January 31, 2000
WOODINVILLE--Woodinville Fire & Life Safety District (WFLSD) Deputy Chief Dominick Marzano arrived at his new job with the Kent Fire Dept. last Thursday, the day after finishing his tenure with WFLSD. Co-workers say his departure leaves a big hole that will be hard to fill.
"Dominick's leaving is obviously a significant loss to our department," said Chief Steve Smith. "He has been an excellent employee and excellent deputy chief. But I understand that this is a good career move for him."
"You won't find anyone in this department who isn't sorry to see Dominick go," said Lt. Tad Wineman. "He has been such an important part of this department and is very easy to work with. The Fire Commissioners will decide whether to fill that position with someone else, but no decision has been made yet."
Marzano said he will still live in Woodinville, and hopes friends will not forget that he's just a phone call away if they need help for any reason.
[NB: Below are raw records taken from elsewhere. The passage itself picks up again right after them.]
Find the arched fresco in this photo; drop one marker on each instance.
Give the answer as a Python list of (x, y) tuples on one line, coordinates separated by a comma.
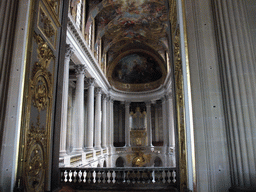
[(137, 68)]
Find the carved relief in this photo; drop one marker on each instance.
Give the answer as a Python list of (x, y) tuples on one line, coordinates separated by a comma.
[(37, 133), (46, 26), (54, 6)]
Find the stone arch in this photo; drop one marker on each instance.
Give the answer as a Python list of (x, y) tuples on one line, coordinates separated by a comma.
[(120, 162), (158, 162)]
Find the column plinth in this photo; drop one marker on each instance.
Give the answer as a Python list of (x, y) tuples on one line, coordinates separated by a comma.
[(90, 118), (98, 118), (79, 106), (64, 111)]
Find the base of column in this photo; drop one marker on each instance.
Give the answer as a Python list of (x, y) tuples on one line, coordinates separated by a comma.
[(97, 148), (241, 189), (63, 153), (89, 149)]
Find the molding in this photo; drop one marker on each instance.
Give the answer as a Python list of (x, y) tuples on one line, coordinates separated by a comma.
[(83, 54)]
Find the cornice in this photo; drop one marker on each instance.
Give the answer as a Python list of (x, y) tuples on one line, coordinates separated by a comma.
[(83, 54)]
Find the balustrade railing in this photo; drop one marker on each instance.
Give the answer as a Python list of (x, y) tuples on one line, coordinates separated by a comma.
[(116, 177)]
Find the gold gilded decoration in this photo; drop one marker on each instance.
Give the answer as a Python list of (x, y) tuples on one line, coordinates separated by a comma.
[(139, 159), (89, 155), (180, 113), (47, 26), (173, 15), (138, 137), (48, 29), (35, 168), (36, 152), (44, 53), (53, 6), (40, 87)]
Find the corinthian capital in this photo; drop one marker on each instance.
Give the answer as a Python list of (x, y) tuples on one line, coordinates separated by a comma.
[(80, 69), (90, 81), (69, 51), (98, 90)]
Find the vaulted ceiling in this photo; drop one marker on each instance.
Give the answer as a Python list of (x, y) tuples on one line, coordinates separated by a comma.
[(134, 36)]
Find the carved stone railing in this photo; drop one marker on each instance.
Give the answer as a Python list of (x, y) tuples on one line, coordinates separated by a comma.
[(114, 178)]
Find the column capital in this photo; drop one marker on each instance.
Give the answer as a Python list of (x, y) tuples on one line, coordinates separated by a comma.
[(111, 100), (69, 51), (169, 95), (80, 69), (148, 103), (127, 103), (90, 81), (163, 99), (98, 90)]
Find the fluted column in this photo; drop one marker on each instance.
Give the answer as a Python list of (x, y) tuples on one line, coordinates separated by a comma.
[(98, 118), (127, 127), (120, 123), (165, 132), (90, 119), (156, 123), (111, 120), (79, 117), (149, 123), (170, 120), (108, 121), (64, 111), (104, 121), (238, 72)]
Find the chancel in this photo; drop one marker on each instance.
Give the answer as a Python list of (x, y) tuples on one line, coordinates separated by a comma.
[(128, 95)]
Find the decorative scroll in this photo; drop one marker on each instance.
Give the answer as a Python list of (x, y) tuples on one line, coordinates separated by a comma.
[(39, 109), (54, 6), (47, 26)]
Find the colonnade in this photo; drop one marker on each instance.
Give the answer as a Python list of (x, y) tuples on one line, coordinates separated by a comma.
[(90, 123), (93, 118), (159, 121)]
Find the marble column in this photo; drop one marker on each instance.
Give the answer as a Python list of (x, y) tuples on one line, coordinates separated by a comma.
[(170, 120), (111, 120), (238, 80), (120, 123), (165, 132), (108, 121), (64, 111), (79, 99), (127, 127), (157, 138), (98, 118), (149, 123), (104, 121), (90, 118)]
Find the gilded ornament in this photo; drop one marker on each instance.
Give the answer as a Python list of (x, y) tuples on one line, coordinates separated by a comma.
[(35, 168), (44, 53), (47, 26)]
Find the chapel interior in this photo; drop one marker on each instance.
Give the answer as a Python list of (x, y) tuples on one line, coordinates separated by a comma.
[(118, 95)]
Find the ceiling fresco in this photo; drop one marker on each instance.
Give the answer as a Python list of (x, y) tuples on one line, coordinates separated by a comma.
[(120, 23), (137, 68)]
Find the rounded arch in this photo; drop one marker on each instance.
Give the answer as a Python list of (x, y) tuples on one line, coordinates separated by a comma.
[(120, 162), (158, 162)]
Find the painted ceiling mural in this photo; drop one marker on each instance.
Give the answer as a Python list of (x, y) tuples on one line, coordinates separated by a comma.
[(120, 23), (136, 69)]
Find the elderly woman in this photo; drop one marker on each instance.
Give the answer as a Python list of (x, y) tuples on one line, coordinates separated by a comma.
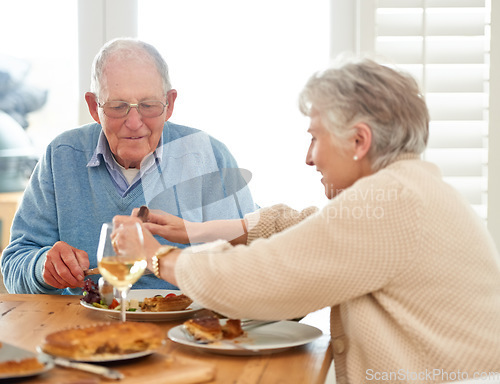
[(409, 270)]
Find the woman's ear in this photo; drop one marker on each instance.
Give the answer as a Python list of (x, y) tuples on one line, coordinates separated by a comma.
[(91, 100), (363, 140)]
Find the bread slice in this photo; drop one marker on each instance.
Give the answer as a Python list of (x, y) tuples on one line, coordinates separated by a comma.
[(210, 328), (204, 328), (232, 329), (166, 304)]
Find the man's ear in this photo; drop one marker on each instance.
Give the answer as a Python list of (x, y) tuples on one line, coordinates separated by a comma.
[(363, 140), (91, 100), (171, 96)]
"This move is a good career opportunity, to step up to a department three times the size of Woodinville's," said Marzano. "I have career ambitions, and this fits right in, giving me more responsibilities. I want to be busy, I like what I do; I'm looking to get better at what I do and this move will allow that.
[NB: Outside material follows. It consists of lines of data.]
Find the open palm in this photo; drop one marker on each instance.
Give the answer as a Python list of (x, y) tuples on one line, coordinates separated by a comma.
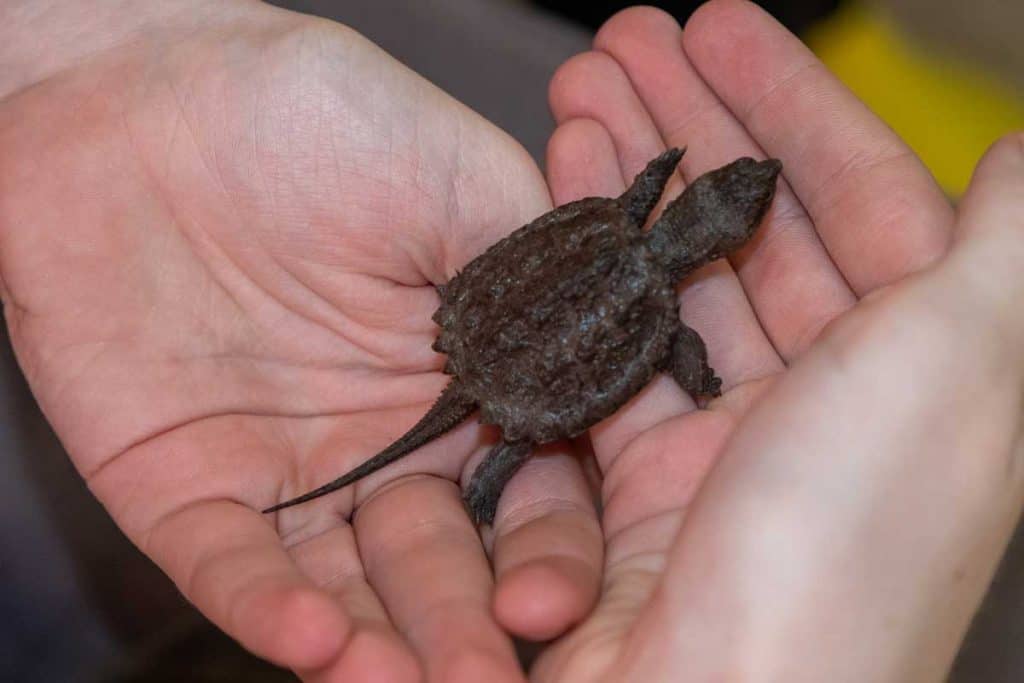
[(858, 213), (217, 248)]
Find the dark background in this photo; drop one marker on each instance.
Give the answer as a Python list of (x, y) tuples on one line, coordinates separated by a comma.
[(80, 603)]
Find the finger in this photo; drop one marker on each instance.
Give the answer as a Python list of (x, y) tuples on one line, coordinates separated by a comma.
[(903, 542), (713, 301), (879, 212), (424, 558), (548, 549), (375, 649), (228, 561), (785, 271)]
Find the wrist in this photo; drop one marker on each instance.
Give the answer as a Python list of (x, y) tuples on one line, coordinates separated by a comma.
[(41, 38)]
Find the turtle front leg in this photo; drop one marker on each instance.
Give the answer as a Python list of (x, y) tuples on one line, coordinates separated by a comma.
[(491, 476), (688, 364), (643, 195)]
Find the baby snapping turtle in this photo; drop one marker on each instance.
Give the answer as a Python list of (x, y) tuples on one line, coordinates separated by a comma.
[(558, 325)]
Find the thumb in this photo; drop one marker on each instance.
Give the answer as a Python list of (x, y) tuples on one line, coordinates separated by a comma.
[(993, 205), (984, 272)]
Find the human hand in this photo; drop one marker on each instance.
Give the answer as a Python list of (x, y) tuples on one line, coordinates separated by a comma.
[(866, 446), (218, 228)]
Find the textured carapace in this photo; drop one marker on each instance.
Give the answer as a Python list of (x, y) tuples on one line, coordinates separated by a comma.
[(558, 325)]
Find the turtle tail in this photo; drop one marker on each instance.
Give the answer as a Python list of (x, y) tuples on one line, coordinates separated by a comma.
[(450, 409)]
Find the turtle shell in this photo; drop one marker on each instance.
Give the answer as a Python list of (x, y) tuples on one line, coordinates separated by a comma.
[(558, 325)]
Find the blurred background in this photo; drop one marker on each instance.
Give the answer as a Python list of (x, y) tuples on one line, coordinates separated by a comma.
[(80, 604)]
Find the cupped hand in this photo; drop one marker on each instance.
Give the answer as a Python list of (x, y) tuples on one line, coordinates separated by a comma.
[(864, 459), (218, 236)]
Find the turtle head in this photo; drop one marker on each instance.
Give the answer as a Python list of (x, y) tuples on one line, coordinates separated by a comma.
[(717, 214)]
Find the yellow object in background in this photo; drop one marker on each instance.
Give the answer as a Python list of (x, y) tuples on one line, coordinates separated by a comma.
[(948, 110)]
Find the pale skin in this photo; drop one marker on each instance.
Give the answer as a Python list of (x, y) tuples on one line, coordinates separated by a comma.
[(193, 265)]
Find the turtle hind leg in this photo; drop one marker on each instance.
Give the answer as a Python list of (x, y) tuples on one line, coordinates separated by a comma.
[(688, 365), (647, 187), (492, 474)]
"I've gone through a rigorous process, during the 12 years I've been here, to qualify for the Kent job, which I suppose is why they hired me. That's not bragging, but just a result of the fact that I've done well because many people here have helped me do well. I've enjoyed good relations with other fire departments and local officials. That has allowed me to grow, along with the city of Woodinville's growth since incorporation. I've worked closely with Ray Sturtz and Marie Stake in developing the city's emergency response program."
Marzano turned down a job offer from the State of California's Office of Emergency Services. He has been very involved with FEMA's Urban Search and Rescue system, a national network of teams in 27 regions that responds to national emergencies.
For four of the last five years, he has been a team leader with Washington Task Force I--one of those 27 teams--comprised of fire department personnel from King and Pierce Counties and the City of Seattle He took part in national responses to last year's Hurricane George, as well as the Northridge, California, earthquake of several years ago. That team has also served at the Atlanta Olympics and the Oklahoma City bombing.
Marzano will continue that involvement in Kent. Next week, he will join the other 26 national Task Force leaders at a bi-yearly Urban Search and Rescue conference in Miami.
Marzano came to Woodinville from Ohio, after taking a vote of his children for the change.
"We had come out here to my brother's wedding," he said. "They fooled me; it was one of the best summers ever in Seattle. I decided Woodinville offered a good opportunity for advancement. All the guys I worked with in Ohio are still there. A lot of us started about the same time, so there wasn't a lot of room for advancement. Although I was a lieutenant there, I had to take a cut back to Firefighter III here. You can't just start as a lieutenant in a new department, where you haven't earned respect. I had to prove myself all over again, and test my way up through the ranks.
"I appreciate and am grateful for everything Woodinville has done for me. I'm fortunate to have a lot of good relationships with people here that I won't forget. I hope I've left a positive legacy; I think I have."